Interview with Christian Wenz – DevExperience 2019

We are now living in and for the technology era. Regular activities like paying your bills, shopping, making appointments, doing your taxes, checking your banking account, you name it, can be done entirely online through web applications. Yet, greater convenience comes with increased fraud exposure, these applications turning into one of the favorite attack vectors of cybercriminals. This is why web security has become one of the key topics addressed by security professionals and businesses around the world. And this was exactly the main idea discussed during the security track at DevExperience.

In his session, “Web Application Security – Browsers to the Rescue”, Christian Wenz, a professional developer who is also a security expert, explained why browsers are the last line of defense.  Many security mechanisms and APIs can be integrated into web browsers to protect websites from attacks.

Press on Security had the pleasure to sit down with Christian and discuss about web application security, data protection and what aspiring security professionals can do to become experts in this area.

Christian Wenz is an author, consultant and trainer focusing on web technologies and web application security.

His day job includes conducting security audits, migrating old code bases, implementing complex web applications and helping companies choose the right mix of web technologies.

PressOnSecurity: Christian, what do you think of the conference so far?

Christian W: I love it! This is my first time in the country and I must say I had a great time, both as a tourist and as a speaker at the conference. I like the great variety of topics addressed during the 3 separate tracks, especially since there are a lot of them that are not in my area of expertise, so it’s a great opportunity for me to learn from the best. I fell in love with the city as well and I would really like to get back next year.

PressOnSecurity: As a security expert I am sure you are also dealing a lot with data protection. What do you think of GDPR? I know that we are now in the “struggle phase”, where we fight still to fully understand the requirements and implement them. How do you see this evolving?

Christian W: I have mixed feelings about GDPR. On the one hand, I am not very fond of the fact that currently there are certain areas that are not clearly defined because we are still waiting for legislation. Also, in the weeks coming to the ballot in the Parliament, I was really disappointed on the lobby that was done by the both parties because they started to lie.

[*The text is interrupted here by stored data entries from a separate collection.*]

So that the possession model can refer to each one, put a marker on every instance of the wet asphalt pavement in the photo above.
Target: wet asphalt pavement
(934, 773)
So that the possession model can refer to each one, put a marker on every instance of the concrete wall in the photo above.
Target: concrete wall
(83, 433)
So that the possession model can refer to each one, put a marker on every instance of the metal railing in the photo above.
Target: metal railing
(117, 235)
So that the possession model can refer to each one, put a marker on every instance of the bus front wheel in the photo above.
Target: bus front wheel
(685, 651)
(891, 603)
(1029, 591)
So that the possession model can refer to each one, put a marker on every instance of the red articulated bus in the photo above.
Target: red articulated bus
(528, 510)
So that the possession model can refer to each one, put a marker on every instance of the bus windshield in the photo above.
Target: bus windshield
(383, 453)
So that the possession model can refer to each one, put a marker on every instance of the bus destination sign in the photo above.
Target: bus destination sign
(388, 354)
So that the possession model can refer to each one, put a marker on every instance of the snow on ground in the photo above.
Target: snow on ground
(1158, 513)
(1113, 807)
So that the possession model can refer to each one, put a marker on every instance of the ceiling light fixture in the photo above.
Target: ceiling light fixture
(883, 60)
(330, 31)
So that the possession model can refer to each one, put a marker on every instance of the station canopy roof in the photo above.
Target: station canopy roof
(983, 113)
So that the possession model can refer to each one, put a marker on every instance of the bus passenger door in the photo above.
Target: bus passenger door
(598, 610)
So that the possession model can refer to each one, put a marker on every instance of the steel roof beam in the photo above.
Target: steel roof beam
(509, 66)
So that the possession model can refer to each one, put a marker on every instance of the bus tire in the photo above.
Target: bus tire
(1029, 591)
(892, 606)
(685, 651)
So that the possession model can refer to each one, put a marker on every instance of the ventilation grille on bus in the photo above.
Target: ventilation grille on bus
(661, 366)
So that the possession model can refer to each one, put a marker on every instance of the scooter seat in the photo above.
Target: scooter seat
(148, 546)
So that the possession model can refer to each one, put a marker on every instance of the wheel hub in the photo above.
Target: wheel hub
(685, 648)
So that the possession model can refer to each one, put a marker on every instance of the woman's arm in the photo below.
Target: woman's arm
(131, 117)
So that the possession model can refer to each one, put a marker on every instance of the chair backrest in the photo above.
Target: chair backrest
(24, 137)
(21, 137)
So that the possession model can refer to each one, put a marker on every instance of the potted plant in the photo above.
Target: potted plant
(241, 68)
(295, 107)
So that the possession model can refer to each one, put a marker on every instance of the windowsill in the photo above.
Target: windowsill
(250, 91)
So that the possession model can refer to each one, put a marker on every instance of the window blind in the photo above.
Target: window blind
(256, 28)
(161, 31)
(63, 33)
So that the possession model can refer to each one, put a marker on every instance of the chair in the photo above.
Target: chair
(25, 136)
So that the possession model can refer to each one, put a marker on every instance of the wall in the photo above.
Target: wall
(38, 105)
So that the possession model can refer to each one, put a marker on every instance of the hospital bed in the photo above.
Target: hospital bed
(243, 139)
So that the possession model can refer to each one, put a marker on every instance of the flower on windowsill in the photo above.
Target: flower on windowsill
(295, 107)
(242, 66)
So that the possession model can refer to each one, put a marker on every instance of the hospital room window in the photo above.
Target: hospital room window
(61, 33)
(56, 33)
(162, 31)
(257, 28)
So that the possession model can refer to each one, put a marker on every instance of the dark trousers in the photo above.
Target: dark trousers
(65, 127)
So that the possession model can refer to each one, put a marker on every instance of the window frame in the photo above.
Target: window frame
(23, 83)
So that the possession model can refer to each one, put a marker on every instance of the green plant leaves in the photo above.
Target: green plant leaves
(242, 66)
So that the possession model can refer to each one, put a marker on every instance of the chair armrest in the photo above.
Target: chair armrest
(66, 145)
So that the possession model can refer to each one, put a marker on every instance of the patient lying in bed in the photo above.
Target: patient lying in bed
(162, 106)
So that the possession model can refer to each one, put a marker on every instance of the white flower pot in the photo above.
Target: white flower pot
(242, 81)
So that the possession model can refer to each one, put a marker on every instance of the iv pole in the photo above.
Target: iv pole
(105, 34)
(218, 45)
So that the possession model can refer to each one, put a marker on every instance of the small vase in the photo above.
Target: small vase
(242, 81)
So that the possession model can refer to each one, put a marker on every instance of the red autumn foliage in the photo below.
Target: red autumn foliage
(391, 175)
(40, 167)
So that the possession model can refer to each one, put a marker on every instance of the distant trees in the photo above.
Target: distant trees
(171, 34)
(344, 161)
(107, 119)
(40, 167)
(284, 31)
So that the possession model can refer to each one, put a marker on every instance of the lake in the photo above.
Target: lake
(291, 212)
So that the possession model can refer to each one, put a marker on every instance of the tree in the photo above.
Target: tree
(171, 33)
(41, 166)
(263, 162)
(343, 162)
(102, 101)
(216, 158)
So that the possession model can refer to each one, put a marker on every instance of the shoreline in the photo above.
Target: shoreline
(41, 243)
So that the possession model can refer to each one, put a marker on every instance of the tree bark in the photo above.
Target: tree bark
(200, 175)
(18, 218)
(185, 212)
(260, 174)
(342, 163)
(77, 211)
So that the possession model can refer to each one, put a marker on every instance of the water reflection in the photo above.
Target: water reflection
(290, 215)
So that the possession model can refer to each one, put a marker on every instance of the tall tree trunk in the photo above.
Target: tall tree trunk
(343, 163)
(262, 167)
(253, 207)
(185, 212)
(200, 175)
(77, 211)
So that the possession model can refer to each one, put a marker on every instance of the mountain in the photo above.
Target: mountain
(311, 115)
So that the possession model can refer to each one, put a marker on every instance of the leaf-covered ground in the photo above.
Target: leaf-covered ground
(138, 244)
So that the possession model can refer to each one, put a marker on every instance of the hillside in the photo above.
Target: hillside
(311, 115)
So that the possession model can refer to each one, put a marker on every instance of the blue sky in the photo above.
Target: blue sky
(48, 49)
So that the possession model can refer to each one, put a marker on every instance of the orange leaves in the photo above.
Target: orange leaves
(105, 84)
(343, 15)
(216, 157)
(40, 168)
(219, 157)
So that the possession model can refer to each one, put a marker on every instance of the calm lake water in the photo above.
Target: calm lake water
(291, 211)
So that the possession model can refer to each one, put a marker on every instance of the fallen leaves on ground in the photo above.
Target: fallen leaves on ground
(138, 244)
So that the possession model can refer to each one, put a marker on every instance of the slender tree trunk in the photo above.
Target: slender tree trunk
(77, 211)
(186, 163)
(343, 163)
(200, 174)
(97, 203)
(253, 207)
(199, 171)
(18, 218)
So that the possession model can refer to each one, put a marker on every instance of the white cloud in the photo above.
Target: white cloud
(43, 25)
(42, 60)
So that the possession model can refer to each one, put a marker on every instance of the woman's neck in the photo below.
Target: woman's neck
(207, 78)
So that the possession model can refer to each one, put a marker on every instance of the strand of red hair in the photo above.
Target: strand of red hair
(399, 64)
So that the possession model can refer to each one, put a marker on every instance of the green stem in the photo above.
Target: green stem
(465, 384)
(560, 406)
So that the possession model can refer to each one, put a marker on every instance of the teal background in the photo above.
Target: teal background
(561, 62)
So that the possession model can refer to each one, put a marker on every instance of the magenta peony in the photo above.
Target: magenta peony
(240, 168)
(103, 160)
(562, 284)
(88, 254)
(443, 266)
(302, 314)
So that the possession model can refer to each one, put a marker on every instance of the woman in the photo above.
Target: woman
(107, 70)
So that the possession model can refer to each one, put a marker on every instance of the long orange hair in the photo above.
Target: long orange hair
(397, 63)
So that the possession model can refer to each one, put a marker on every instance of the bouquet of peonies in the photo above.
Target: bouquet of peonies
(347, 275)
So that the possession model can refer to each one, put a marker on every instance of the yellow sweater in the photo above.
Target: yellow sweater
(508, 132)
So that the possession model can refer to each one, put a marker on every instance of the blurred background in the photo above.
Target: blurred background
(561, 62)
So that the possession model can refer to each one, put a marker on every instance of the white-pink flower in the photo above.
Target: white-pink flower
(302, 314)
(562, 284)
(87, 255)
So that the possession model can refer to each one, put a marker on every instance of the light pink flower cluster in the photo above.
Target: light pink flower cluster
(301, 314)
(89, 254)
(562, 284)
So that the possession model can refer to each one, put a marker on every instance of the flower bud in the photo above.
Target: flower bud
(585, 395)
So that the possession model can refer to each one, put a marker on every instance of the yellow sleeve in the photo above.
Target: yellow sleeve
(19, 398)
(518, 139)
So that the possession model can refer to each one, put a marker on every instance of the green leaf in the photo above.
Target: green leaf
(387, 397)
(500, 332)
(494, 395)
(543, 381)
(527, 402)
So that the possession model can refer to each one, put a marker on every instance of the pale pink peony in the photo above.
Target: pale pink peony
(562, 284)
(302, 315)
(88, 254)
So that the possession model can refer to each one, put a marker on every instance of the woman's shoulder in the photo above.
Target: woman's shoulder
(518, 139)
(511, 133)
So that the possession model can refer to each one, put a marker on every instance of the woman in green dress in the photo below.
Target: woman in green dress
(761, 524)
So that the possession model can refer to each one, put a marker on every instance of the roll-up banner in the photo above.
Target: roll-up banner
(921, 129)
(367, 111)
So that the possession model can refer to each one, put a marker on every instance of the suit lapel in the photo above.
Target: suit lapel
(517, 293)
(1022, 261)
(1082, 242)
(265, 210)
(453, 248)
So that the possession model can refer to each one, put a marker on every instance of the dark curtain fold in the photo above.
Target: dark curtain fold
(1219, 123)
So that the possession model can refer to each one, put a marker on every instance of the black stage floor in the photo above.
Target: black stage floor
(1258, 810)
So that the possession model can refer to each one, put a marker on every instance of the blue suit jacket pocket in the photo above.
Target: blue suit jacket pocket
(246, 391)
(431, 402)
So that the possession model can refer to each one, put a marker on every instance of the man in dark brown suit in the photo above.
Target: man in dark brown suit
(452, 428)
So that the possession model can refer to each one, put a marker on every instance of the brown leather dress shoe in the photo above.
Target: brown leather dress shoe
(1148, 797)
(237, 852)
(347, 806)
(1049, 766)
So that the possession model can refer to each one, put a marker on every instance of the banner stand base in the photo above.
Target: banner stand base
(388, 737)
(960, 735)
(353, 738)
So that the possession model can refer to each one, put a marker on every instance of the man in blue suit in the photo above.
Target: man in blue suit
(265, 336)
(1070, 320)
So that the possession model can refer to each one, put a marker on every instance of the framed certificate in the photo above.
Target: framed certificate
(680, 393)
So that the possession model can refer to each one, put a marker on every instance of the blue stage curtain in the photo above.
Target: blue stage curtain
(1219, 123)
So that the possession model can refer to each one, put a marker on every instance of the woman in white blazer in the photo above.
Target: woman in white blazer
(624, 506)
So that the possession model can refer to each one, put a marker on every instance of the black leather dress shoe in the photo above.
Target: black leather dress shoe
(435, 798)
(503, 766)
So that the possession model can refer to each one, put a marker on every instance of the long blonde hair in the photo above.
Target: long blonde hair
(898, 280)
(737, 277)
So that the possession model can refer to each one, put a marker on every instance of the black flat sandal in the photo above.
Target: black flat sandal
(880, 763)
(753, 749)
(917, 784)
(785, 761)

On the other hand, the concept of GDPR, the idea that you own your data, that you have the right to request your data to be deleted, that you can always know what’s happening to your data, that’s actually fantastic. This is something that I absolutely love. Of course, when owning a company, the bureaucracy that comes with this right, can sometimes be too much. Imagine people sending mass e-mails to 200 companies asking for a complete list of their data. So, some of the implementations require more work than they should and, of course, there are some uncertainties I’ve already mentioned earlier. Nevertheless, the basic idea of GDPR is fantastic.

PressOnSecurity: Do you have any advice for aspiring security professionals or for those who just want to learn more about security in general?

Christian Wenz: OK, I will talk based on my own experience. I have stumbled on the topic of security more or less by accident and then I kind of stuck with it 🙂 So, the most important thing that helps me learn and gain new information is talking to colleagues, attending security-related conferences, reading blogs, checking the Twitter feeds of security researchers, and, of course, constantly experimenting. For instance, in my area of expertise, web app security, it would really help if you are a good developer. In my opinion, if you understand how web applications work and what the potential threats are, only then you can also put on your security hat and ask yourself what tools should or should not be used. Basically, this would be my advice – do some reading and then start experimenting as much as possible.

Christian, thank you for sharing with us your take on these topics. Looking forward to seeing you at the conference in 2020 as well!